Laut Robert-Koch-Institut (RKI) umfasst der Begriff "Darmkrebs" Krebserkrankungen des Dickdarms, des Mastdarms und "seltenere Krebserkrankungen des Afters". In Deutschland erkranken nach Angaben des RKI jährlich etwa 63.000 Menschen an Darmkrebs. Mehr als die Hälfte ist älter als 70 Jahre, etwa 10 % ist jünger als 55 Jahre. Die Erkrankungsrate ist im vergangenen Jahrzehnt kontinuierlich gesunken: bei Männern von 68 Fällen pro 100.000 Personen (2002) auf 56,2 (2014 – vorläufige Schätzung), bei Frauen im selben Zeitraum von 44 auf 34,9 Fälle.

"Vor allem Ernährungsgewohnheiten wirken sich auf das Darmkrebs-Risiko aus", erläutert das RKI. Als Risikofaktoren werden genannt: Übergewicht und Bewegungsmangel, eine fettreiche Ernährung sowie ein geringer Gemüse-Verzehr – "auch Rauchen und regelmäßiger Alkoholkonsum können einen Einfluss auf die Tumorentstehung haben".

Eine Reihe von Faktoren erhöht das Darmkrebsrisiko", erläutert das RKI. "Am stärksten wirken sich Rauchen und Übergewicht aus. Es folgen Bewegungsmangel und ballaststoffarme Ernährung.
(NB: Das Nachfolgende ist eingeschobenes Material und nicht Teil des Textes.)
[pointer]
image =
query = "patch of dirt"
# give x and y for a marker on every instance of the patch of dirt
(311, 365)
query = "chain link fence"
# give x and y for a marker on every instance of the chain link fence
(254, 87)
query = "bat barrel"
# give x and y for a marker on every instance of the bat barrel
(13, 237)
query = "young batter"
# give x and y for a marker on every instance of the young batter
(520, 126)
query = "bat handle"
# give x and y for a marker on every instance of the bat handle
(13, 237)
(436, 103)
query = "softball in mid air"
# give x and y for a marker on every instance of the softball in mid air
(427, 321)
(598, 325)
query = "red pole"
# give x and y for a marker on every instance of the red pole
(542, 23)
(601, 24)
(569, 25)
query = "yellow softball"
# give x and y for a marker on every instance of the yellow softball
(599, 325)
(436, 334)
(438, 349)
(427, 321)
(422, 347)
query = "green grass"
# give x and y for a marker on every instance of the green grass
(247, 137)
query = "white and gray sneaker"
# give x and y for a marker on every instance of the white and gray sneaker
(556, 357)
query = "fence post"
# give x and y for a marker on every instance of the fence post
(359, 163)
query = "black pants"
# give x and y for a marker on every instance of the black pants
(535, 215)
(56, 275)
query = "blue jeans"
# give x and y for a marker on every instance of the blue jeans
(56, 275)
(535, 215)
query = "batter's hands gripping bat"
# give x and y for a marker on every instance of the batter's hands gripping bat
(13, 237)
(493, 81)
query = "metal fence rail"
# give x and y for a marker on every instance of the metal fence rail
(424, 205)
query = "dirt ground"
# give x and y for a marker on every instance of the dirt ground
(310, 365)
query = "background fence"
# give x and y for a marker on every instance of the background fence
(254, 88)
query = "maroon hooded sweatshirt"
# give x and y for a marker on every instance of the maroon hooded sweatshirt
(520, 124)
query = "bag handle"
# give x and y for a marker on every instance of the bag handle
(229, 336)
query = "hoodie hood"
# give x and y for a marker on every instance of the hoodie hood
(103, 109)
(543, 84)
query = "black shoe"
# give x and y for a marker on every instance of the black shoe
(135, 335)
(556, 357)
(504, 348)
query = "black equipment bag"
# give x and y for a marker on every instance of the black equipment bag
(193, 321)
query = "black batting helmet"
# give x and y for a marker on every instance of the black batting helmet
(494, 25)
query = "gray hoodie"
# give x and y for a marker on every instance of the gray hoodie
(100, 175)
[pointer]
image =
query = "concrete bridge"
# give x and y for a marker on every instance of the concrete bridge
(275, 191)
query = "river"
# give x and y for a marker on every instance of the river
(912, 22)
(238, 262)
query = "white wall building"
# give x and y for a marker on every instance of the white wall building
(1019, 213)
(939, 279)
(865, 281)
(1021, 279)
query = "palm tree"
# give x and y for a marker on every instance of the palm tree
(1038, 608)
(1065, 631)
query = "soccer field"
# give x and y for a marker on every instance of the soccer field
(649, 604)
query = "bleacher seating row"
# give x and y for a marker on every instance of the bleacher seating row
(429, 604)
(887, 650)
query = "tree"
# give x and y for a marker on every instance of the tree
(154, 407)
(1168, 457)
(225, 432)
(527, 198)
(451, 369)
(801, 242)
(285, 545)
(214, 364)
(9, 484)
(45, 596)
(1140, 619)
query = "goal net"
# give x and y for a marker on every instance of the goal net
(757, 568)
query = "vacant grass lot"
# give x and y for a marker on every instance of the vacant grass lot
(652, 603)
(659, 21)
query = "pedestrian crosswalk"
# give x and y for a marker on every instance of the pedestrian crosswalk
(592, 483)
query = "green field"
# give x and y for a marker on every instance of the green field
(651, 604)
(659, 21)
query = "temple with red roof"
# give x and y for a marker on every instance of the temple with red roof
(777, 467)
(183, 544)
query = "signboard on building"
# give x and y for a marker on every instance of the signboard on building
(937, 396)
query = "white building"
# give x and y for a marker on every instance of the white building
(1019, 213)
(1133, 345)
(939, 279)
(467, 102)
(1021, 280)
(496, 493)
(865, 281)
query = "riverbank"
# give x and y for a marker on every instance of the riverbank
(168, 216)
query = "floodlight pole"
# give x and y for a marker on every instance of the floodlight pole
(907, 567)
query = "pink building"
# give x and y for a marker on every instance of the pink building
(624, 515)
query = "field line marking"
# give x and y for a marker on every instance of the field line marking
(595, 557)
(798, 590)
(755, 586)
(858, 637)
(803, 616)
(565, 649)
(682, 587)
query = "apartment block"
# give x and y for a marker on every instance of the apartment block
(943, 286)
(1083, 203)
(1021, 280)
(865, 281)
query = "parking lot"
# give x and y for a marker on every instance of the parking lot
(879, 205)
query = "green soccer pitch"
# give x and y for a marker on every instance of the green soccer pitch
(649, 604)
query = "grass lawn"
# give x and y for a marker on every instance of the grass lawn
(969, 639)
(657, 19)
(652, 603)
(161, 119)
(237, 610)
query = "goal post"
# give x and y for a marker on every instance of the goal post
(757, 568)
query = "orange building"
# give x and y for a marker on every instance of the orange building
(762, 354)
Auch wer regelmäßig Alkohol trinkt oder viel rotes Fleisch beziehungsweise Wurstwaren aus rotem Fleisch isst, erkrankt häufiger." Ferner heißt es beim RKI, dass Verwandte ersten Grades von Patienten mit Darmkrebs "häufig ebenfalls betroffen" betroffen seien. Chronisch-entzündliche Darmerkrankungen steigern in geringerem Umfang ebenfalls das Erkrankungsrisiko. AgE/Str.